Biliyorum, şaşırmak insan aklının bir yaz gecesi “su” diyerek uyanmasıdır. Sıradana mahkûm insanın irkilmesidir. Uzakta olanın sebep bulup bir anda akla gelmesidir.
Akşamdan avukatıma haber verdim. Sabah gözaltına alınacağımı, ardından tutuklanacağımı söyledim. Kapı çaldı, açtım. “Bekleyin, giyinip geliyorum” dedim. Kuşkusuz beni şaşırtan, İstanbul Emniyeti’nde girdiğim hücrede altı çizilerek okunup bırakılmış Fahrenheit 451 ile karşılaşmak oldu. Okumayı zor eden bir karanlıktı. Bitirmeye çalıştım. Zorbalığın, sansürün, kitap yakılan bir dünyanın değerlerini ne güzel anlatıyordu.
Hani “bu anı sanki yaşamıştım” deriz ya... İşte onlardan biri buydu. Dünyaya aklınızla bakıyorsanız saatin zembereğinin kurulduğunu görürsünüz. Artık zilin çalacağı anı beklemek kalmıştır. Bu da öyle bir zamandı.
FETÖ’NÜN MİRASINI TAŞIYANLAR
9 yıl önce Fethullahçıların bizi hapse atmak istediğini biliyorduk. Bugün de iktidar içinde yargıyı etkileyebilecek gücü olan çeteler aynı şeyi istiyordu. 9 yıl önce ilk olarak harekete geçen Fethullahçıların elindeki gazeteler, televizyonlardı. Bugün ise iktidar içindeki çetelerin medyası, sosyal medyadaki beslemeleri aynı işi yapıyordu. Artık sadece, FETÖ’nün bıraktığı mirası, adını değiştirerek bir madalya gibi taşıyan yeni yargı mensuplarının harekete geçmesi kalmıştı. İşte bahsettikleri haber, kurulan tezgâhın bahanesiydi sadece.

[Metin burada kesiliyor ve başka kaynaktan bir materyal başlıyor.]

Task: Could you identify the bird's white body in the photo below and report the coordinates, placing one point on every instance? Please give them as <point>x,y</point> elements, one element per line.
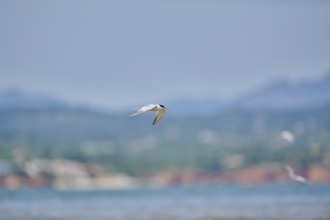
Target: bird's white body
<point>160,109</point>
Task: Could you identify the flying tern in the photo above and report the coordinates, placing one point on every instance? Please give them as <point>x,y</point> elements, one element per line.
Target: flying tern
<point>160,109</point>
<point>294,176</point>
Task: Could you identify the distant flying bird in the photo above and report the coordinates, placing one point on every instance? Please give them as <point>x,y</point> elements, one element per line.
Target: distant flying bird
<point>294,176</point>
<point>160,109</point>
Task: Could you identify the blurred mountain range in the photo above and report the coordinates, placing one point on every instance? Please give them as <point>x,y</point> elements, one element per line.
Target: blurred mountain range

Nasıl olabilir? Kendi memleketinden uzakta şehit olan bir MİT mensubunun cenazesi devletin gizli bilgisi sayılabilir? Günlerdir Türkiye’nin konuştuğu, Cumhurbaşkanı’nın kürsüden ilan ettiği, Meclis’te bir vekilin adını soyadını açıkladığı, köy muhtarının bile sosyal medya hesabında şehidin fotoğrafıyla paylaştığı bir bilgi mahrem ilan edilir?
MİT Başkanı’nın oğlunu evlendirmesi haber olurken, düğünün fotoğrafları, katılanlar paylaşırken, nasıl olur da şehit olan personelin cenazesi yasak kabul edilir? Görev başındaki MİT mensuplarının güvenliği için çıkarılmış bir kanunun, artık vatan toprağının altında olan bir istihbaratçı ile ne ilgisi var?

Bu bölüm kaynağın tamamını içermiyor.